## l'Hospital proof problem

Hey guys, first year university math student here. I need some help explaining the proof used in the scripts I'm studying from - just part of the proof to be more precise. English isn't my first language and I don't have much experience writing/rewriting down proofs and I don't know how to write those nice latex symbols, so sorry in advance if something doesn't make sense:

Presuming:
(1), a is element of R (|a| =/= +oo)
(2), f and g are real functions
(3), limit x->a_+ (f'(x) / g'(x)) exists (must be element of R, or +-oo)
(4), limit x->a_+ (f(x)) = limit x->a_+ (g(x)) = 0

then

limit x->a_+ (f(x))/(g(x)) = limit x->a_+ (f'(x))/(g'(x))

I think I understand most of the proof but there's something right at the start that I'm completely stuck at and still don't understand precisely enough:

Let L=limit x->a_+ (f'(x) / g'(x)).

There exists delta>0, such that for all x element of (a,a+delta), f and g are both defined on this interval,

- I think this can be proved easily from (4), correct? Also, |f| and |g| are both smaller than some Epsilon>0. The following however, I don't understand at all:

and both f' and g' have a finite (not = oo or -oo) derivation on this interval, and also g'=/=0.

Why is the derivation necessarily finite?

EDIT:

To explain where I see the problem a bit more precisely, let's say:

L=0
f(x)=0 for all x element R, and therefore f'(x)=0 for all x element R

Now, from limit x->a_+ (f'(x) / g'(x)) = 0 , it should be possible to somehow prove, that there exists a delta>0, such that for all x element (a,a+delta), g'(x) is finite and non zero.

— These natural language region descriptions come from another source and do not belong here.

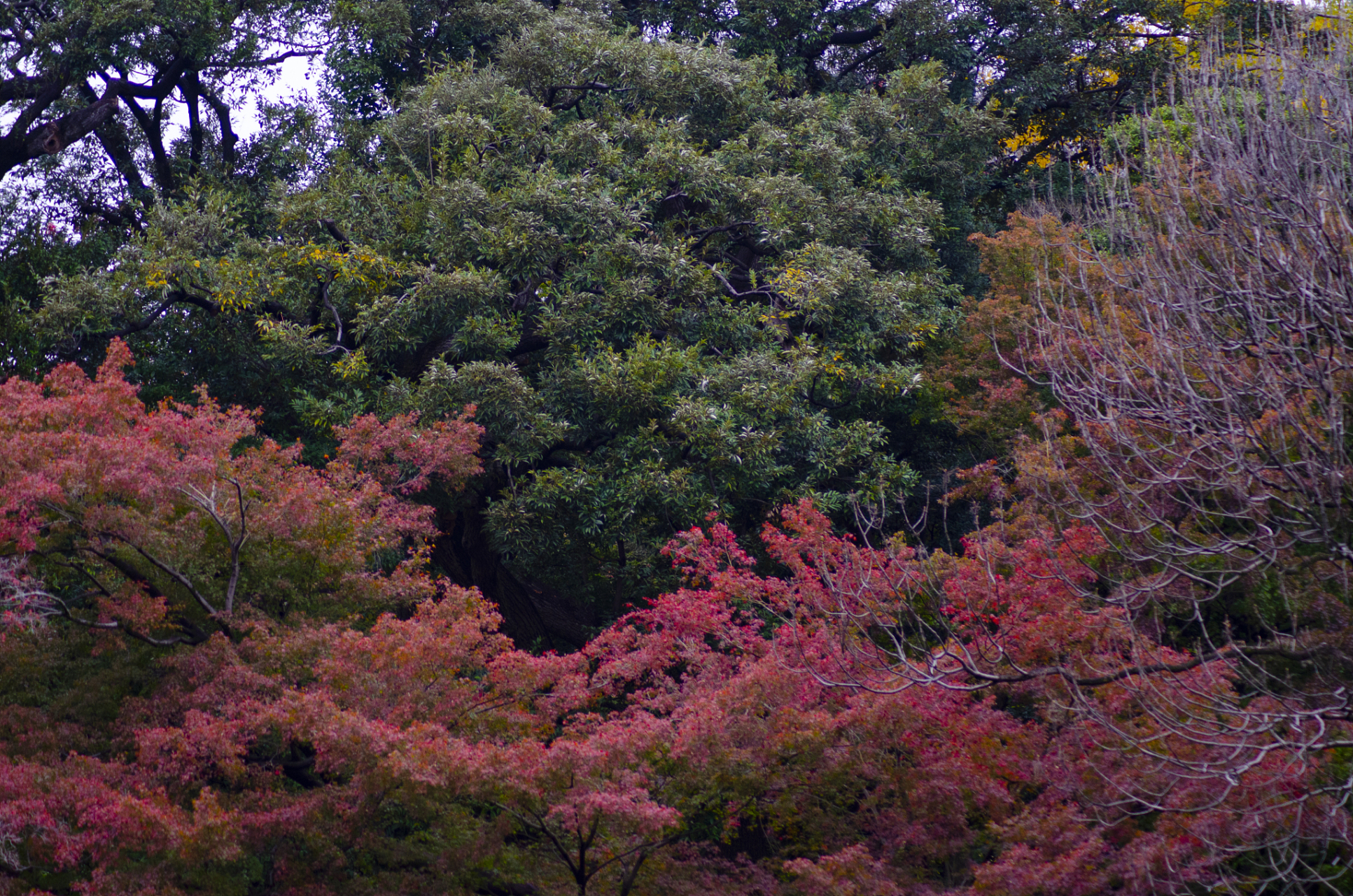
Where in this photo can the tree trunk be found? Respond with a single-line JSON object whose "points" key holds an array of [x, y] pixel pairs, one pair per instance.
{"points": [[533, 615]]}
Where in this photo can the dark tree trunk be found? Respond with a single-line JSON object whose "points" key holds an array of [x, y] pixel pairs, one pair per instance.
{"points": [[533, 615]]}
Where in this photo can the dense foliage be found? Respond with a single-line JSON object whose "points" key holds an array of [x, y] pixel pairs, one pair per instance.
{"points": [[581, 454]]}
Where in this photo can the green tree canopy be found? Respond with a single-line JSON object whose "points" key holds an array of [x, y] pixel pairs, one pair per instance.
{"points": [[668, 287]]}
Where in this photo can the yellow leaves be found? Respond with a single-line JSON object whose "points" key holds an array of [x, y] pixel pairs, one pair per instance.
{"points": [[920, 333], [353, 366]]}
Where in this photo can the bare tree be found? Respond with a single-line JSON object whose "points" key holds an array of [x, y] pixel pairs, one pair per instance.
{"points": [[1196, 328]]}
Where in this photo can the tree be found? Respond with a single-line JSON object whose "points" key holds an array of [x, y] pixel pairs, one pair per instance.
{"points": [[156, 524], [665, 290], [1189, 491], [111, 72]]}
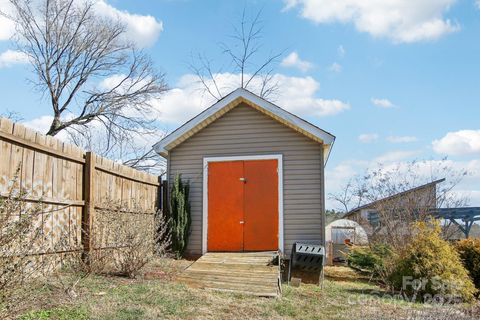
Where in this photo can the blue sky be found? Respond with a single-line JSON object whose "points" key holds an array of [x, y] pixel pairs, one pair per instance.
{"points": [[392, 80]]}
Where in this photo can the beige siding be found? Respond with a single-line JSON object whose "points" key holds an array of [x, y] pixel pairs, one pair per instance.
{"points": [[246, 131]]}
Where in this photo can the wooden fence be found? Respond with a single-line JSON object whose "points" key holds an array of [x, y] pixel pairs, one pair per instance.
{"points": [[71, 185]]}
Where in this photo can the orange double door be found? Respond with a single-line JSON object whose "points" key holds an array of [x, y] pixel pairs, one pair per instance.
{"points": [[243, 205]]}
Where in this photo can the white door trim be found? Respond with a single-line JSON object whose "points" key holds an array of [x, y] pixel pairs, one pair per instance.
{"points": [[207, 160]]}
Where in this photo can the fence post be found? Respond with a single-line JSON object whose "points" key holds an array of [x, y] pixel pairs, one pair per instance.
{"points": [[89, 207]]}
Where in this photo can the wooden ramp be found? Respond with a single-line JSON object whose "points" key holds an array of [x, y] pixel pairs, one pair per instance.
{"points": [[240, 272]]}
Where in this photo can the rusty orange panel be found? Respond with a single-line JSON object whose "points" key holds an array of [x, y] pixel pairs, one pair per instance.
{"points": [[225, 206], [261, 205]]}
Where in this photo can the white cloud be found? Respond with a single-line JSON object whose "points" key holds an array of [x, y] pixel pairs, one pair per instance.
{"points": [[10, 57], [368, 137], [298, 95], [338, 176], [382, 103], [459, 143], [293, 60], [7, 27], [401, 139], [144, 30], [395, 156], [335, 67], [399, 20]]}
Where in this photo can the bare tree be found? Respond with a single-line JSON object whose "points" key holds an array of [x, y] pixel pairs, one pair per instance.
{"points": [[93, 76], [350, 197], [245, 48], [392, 195], [11, 115]]}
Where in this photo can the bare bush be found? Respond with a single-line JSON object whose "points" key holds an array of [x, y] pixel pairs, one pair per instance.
{"points": [[126, 239], [393, 196], [21, 237]]}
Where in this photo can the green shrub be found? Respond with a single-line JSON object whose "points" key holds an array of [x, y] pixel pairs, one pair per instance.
{"points": [[371, 258], [469, 251], [180, 215], [429, 267]]}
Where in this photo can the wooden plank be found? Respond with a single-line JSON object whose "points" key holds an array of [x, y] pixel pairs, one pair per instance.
{"points": [[38, 147], [126, 174], [89, 208], [248, 273]]}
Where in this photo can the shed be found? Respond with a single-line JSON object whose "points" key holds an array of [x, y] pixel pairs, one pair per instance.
{"points": [[256, 175]]}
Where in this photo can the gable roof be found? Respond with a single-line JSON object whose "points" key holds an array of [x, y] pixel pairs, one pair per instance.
{"points": [[371, 204], [229, 102]]}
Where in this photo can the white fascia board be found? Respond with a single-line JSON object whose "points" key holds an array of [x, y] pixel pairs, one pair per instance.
{"points": [[162, 146]]}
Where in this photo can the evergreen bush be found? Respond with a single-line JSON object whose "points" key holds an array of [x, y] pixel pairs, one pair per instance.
{"points": [[180, 214]]}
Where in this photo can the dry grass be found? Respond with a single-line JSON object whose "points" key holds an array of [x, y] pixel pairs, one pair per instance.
{"points": [[159, 296]]}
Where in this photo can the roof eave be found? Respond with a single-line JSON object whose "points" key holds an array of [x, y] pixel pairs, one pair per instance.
{"points": [[230, 101]]}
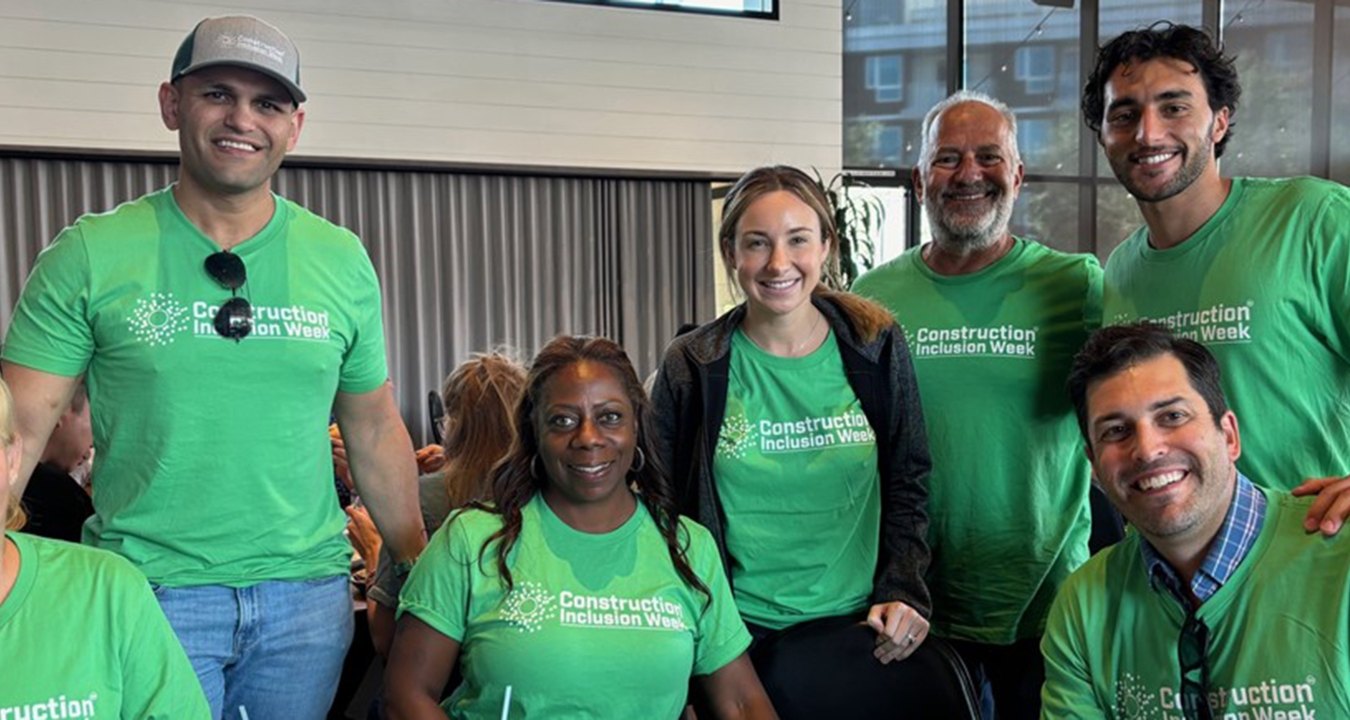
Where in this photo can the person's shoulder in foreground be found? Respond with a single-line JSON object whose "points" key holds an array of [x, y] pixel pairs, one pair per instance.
{"points": [[85, 638]]}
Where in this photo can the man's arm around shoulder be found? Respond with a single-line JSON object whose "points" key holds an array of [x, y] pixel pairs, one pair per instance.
{"points": [[382, 466], [1068, 690], [38, 401]]}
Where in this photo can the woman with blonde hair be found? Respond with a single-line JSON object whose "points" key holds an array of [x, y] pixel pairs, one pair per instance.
{"points": [[794, 431], [479, 397], [81, 631]]}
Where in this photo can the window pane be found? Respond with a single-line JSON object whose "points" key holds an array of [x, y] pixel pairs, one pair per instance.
{"points": [[1273, 45], [1028, 56], [894, 70], [1118, 216], [1049, 212], [1122, 15], [1341, 96]]}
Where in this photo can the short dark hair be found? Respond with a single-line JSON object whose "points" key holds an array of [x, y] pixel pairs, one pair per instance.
{"points": [[1164, 39], [1117, 347]]}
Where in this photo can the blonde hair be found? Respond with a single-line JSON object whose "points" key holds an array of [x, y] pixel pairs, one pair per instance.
{"points": [[14, 516], [479, 399], [867, 318]]}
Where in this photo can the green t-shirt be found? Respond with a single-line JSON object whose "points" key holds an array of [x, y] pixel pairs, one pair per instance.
{"points": [[213, 458], [597, 626], [83, 636], [1265, 285], [795, 468], [1279, 632], [1009, 492]]}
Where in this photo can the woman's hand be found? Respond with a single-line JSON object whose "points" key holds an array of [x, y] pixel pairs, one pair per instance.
{"points": [[899, 630]]}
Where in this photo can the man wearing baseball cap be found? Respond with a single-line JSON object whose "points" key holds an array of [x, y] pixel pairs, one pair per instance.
{"points": [[218, 324]]}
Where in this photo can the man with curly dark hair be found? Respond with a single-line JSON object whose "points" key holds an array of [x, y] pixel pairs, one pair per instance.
{"points": [[1257, 269]]}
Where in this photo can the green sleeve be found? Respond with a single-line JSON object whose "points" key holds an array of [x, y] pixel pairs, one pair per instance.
{"points": [[720, 636], [439, 588], [365, 366], [1331, 260], [1092, 303], [1068, 685], [50, 327], [158, 680]]}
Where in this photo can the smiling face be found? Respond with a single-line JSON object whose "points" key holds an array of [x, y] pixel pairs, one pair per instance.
{"points": [[234, 127], [778, 253], [587, 432], [1158, 131], [1158, 454], [969, 184]]}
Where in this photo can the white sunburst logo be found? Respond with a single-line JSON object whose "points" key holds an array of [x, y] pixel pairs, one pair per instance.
{"points": [[158, 319], [737, 435], [527, 607], [1133, 700]]}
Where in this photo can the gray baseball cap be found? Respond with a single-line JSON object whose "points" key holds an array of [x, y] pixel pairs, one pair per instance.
{"points": [[245, 42]]}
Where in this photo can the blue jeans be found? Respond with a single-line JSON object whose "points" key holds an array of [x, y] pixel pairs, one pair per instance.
{"points": [[269, 651]]}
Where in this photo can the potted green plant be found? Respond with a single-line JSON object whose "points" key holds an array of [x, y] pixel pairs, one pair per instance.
{"points": [[859, 218]]}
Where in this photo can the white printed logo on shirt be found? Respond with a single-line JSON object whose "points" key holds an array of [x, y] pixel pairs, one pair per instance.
{"points": [[1217, 324], [740, 434], [529, 605], [1134, 700], [1006, 341], [159, 318]]}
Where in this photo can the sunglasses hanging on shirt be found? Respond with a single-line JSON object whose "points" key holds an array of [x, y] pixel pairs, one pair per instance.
{"points": [[234, 319], [1192, 647]]}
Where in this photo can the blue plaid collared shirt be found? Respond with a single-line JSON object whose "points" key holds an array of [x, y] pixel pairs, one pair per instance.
{"points": [[1235, 538]]}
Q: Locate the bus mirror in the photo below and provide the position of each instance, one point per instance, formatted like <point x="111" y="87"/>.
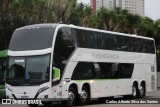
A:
<point x="64" y="62"/>
<point x="3" y="68"/>
<point x="56" y="74"/>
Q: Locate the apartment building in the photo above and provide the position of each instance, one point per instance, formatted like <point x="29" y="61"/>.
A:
<point x="133" y="6"/>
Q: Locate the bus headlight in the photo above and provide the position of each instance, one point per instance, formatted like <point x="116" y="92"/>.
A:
<point x="42" y="89"/>
<point x="10" y="91"/>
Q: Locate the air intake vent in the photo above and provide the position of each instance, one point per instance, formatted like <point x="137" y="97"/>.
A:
<point x="153" y="82"/>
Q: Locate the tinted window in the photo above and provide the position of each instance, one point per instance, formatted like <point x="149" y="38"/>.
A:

I really don't see it though, why can g'(x) not be +oo somewhere in that interval?

Recognitions:
 Quote by pk1234 Now, from limit x->a_+ (f'(x) / g'(x)) = 0 , it should be possible to somehow prove, that there exists a delta>0, such that for all x element (a,a+delta), g'(x) is finite and non zero. I really don't see it though, why can g'(x) not be +oo somewhere in that interval?
Pick $\epsilon = 0.5$ Since the above limit exists, there exists a $\delta > 0$ such that $a < x < a + \delta$ implies $| \frac{f'(x)}{g'(x) } - 0 | < 0.5$

The statement $| \frac{f'(x)}{g'(x)}| < 0.5$ is not true unless the fraction $\frac{f'(x)}{g'(x)}$ exists, i.e. is a specific number with an absolute value than can be compared to 0.5. When $g'(x)$ is 0, the fraction doesn't exist. When $g'(x)$ doesn't exist by virtue of being "equal" to $\infty$ the fraction doesn't exist.

 Quote by Stephen Tashi Pick $\epsilon = 0.5$ Since the above limit exists, there exists a $\delta > 0$ such that $a < x < a + \delta$ implies $| \frac{f'(x)}{g'(x) } - 0 | < 0.5$ The statement $| \frac{f'(x)}{g'(x)}| < 0.5$ is not true unless the fraction $\frac{f'(x)}{g'(x)}$ exists, i.e. is a specific number with an absolute value than can be compared to 0.5. When $g'(x)$ is 0, the fraction doesn't exist. When $g'(x)$ doesn't exist by virtue of being "equal" to $\infty$ the fraction doesn't exist.
Thanks I think I'm starting to see where the problem is -

When $g'(x)$ doesn't exist by virtue of being "equal" to $\infty$ the fraction doesn't exist.

Why does it not exist, if it's equal to +oo?

Recognitions:

## l'Hospital proof problem

Real valued functions exist at those real numbers where their values are real numbers. $\infty$ is not a real number.

 Quote by Stephen Tashi Real valued functions exist at those real numbers where their values are real numbers. $\infty$ is not a real number.
Why does g'(x) have to be a real valued function?
 Recognitions: Science Advisor The fraction $| f'(x)/g'(x)|$ isn't comparable to the real number $\delta$ by the relation "<" unless the fraction is a real number. The fraction isn't a real number unless it is the ratio of real numbers.
 Oooh. I thought that 0/oo = 0, and instead it is undefined?